Even so, she's done so much more than we knew she could. Simple things like asking for an iceblock at the canteen, chatting with the teacher for a literacy assessment. She was disappointed that they didn't do maths (though maybe they did, but it wasn't what Jasi expected). We're proud of her courage in just giving it a go.
But we decided enough was enough ... I couldn't handle the tension and trauma, and didn't see that any good could come of continuing. Jasi wanted to finish this week, but it was sealed for me when the teacher lectured me yesterday for bringing Jasmine late, saying it wasn't good enough and we'd have to get our act together and stop messing around (basically). She repeated this when Mum picked up Jasmine in the afternoon (I was too sick with anxiety to go in) ... thankfully I'd typed a letter for Mum to deliver, saying thanks and sorry to the teacher, and informing her that we'd be notifying the Principal of our intention to resume home education today.
I was keen to exit gracefully, and hope the carefully written letters to the teacher and Principal will allow us all to end on a positive note. Now we can get on with our lives without school, and I can salvage what's left of my dignity.
I am SOOOO relieved. Jasmine is too. She cried for half an hour yesterday when I told her she wouldn't be going back to school, then bounced back to being a free and happy girl again, grinning and excited about what we'll be doing together. It is the same relief she expressed when we told her she could leave her stifling and boring ballet class a year ago.
Why did we let our 5 year old daughter enrol in Kindergarten at the local Public School?
Because we thought it was harmless to let her try Kindergarten. Because I thought 5 year olds would be kinder and easier to befriend than older children in years to come. Because we could always return to homeschooling, anytime we wanted, and just treat this as an innocent experiment.
Why are we letting her, after 7 days, return to home schooling?
Because we can. Because I love my daughter and her turmoil each day tortured me, to the point where I felt physical pain.
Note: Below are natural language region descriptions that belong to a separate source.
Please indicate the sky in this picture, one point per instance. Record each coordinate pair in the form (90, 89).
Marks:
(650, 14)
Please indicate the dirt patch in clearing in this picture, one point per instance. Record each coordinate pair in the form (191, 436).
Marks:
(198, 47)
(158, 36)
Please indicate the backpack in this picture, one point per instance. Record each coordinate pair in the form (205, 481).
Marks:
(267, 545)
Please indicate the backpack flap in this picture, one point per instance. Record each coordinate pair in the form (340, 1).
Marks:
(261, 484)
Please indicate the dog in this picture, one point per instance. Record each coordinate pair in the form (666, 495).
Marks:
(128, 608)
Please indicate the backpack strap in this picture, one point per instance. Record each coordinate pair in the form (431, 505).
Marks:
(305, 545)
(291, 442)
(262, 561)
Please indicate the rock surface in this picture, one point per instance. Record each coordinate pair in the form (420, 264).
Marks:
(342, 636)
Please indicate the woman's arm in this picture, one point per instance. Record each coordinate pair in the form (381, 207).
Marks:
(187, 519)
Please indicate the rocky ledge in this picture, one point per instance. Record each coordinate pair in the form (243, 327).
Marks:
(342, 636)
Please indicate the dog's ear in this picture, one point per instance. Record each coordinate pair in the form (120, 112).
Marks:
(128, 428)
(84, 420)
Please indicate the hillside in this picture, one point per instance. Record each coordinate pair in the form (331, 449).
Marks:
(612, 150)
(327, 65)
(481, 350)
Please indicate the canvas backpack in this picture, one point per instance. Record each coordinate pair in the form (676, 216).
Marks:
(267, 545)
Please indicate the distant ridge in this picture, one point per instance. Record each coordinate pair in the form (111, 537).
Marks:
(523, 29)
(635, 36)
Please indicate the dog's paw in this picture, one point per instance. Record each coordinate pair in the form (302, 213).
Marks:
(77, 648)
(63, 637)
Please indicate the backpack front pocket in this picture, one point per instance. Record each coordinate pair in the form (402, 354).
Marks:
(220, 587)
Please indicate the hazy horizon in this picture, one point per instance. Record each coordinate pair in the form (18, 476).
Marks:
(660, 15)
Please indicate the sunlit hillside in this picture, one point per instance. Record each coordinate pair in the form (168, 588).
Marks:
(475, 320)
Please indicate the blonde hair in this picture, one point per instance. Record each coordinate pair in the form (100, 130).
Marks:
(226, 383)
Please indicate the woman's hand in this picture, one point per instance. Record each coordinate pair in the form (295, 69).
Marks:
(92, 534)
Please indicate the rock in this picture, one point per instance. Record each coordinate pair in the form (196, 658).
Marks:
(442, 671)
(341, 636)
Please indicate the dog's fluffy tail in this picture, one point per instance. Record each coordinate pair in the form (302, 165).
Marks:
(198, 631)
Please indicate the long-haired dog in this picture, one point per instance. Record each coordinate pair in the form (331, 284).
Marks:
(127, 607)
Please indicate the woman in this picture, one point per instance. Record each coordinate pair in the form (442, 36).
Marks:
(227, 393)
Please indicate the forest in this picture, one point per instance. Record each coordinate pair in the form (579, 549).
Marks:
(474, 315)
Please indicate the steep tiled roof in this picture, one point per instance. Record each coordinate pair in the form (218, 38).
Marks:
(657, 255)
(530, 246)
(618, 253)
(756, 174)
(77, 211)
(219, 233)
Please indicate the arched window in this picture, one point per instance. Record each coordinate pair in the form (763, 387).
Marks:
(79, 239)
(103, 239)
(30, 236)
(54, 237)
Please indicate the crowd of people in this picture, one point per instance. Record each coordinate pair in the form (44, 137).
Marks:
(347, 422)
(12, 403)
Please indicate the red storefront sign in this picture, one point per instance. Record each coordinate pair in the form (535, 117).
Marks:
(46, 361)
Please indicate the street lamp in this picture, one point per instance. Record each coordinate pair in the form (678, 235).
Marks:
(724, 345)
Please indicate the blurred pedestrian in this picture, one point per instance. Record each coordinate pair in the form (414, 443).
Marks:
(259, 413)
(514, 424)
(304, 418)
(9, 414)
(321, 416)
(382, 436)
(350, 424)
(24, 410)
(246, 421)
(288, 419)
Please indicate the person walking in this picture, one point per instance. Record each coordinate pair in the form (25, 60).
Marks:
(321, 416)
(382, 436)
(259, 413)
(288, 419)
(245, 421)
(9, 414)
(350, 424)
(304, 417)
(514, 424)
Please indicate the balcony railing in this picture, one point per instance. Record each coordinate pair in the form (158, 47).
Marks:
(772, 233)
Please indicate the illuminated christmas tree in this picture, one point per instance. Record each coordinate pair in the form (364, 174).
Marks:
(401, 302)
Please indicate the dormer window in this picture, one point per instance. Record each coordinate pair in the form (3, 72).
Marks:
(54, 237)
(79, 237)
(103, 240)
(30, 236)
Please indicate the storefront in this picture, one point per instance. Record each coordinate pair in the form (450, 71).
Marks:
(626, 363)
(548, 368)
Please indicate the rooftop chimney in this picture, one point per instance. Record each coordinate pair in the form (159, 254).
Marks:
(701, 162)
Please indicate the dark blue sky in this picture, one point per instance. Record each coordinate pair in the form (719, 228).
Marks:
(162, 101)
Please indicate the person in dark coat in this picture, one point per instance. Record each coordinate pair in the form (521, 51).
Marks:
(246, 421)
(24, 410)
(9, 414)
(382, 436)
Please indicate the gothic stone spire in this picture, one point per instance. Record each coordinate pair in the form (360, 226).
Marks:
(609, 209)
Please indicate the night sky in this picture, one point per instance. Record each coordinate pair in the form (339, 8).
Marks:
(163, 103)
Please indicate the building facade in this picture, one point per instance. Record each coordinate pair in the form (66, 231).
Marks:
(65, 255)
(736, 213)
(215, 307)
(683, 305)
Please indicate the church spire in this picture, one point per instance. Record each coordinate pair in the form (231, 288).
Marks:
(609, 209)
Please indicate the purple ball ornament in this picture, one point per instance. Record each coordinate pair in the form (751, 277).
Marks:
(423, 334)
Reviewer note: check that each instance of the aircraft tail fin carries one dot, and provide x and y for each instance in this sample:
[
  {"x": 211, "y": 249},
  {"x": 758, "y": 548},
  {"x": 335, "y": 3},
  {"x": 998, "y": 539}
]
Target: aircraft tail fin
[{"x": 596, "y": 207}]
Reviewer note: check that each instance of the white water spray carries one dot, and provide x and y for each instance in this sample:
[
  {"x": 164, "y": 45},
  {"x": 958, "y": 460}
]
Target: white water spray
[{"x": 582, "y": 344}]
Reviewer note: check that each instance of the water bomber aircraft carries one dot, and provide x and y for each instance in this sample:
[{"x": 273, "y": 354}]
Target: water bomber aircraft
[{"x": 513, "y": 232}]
Because teachers shouldn't belittle parents in front of the class, nor loudly and condescendingly lecture an already frightened child. Because we believe home ed. suits our children and love tailoring each day to them. Because home schooling allows us to raise our children the way we believe God wants us to. Because of the scratchy uniform and the unkindness of mean girls. Because I don't believe in school enough to force her to go again and again when she's determined not to anymore. Because we have little trust in the staff, after one week and four different teachers already. Because we ALL need to have some stability and continuity. Because we want to get on with real life and learning, not playing the school game.
Was it worth it?
I felt like an incompetent Mum, an unprofessional teacher, inconsistent and too easily influenced by my daughter's fluctuating moods, wishes, strength and vulnerability. We didn't last the term, as we'd planned to. I got in trouble ... I've always hated confrontation and conflict. The teacher spoke down to my daughter. She won't have the chance to do that again.
BUT on the bright side, Jasmine's curiosity has been satisfied. She is now keen to have a wonderful year of home ed., instead of feeling deprived and controlled. We respected her wish to explore. We had an intense two weeks, difficult in many ways, but have emerged with our love and respect for each other intact and strengthened. I have learned more about Jasmine's character, learning style and inner strength, and can use this to be a better parent and teacher for her.
Onwards and upwards! We have had a lot of fun today, together, and the future looks bright. It'll probably be easier to write about too!!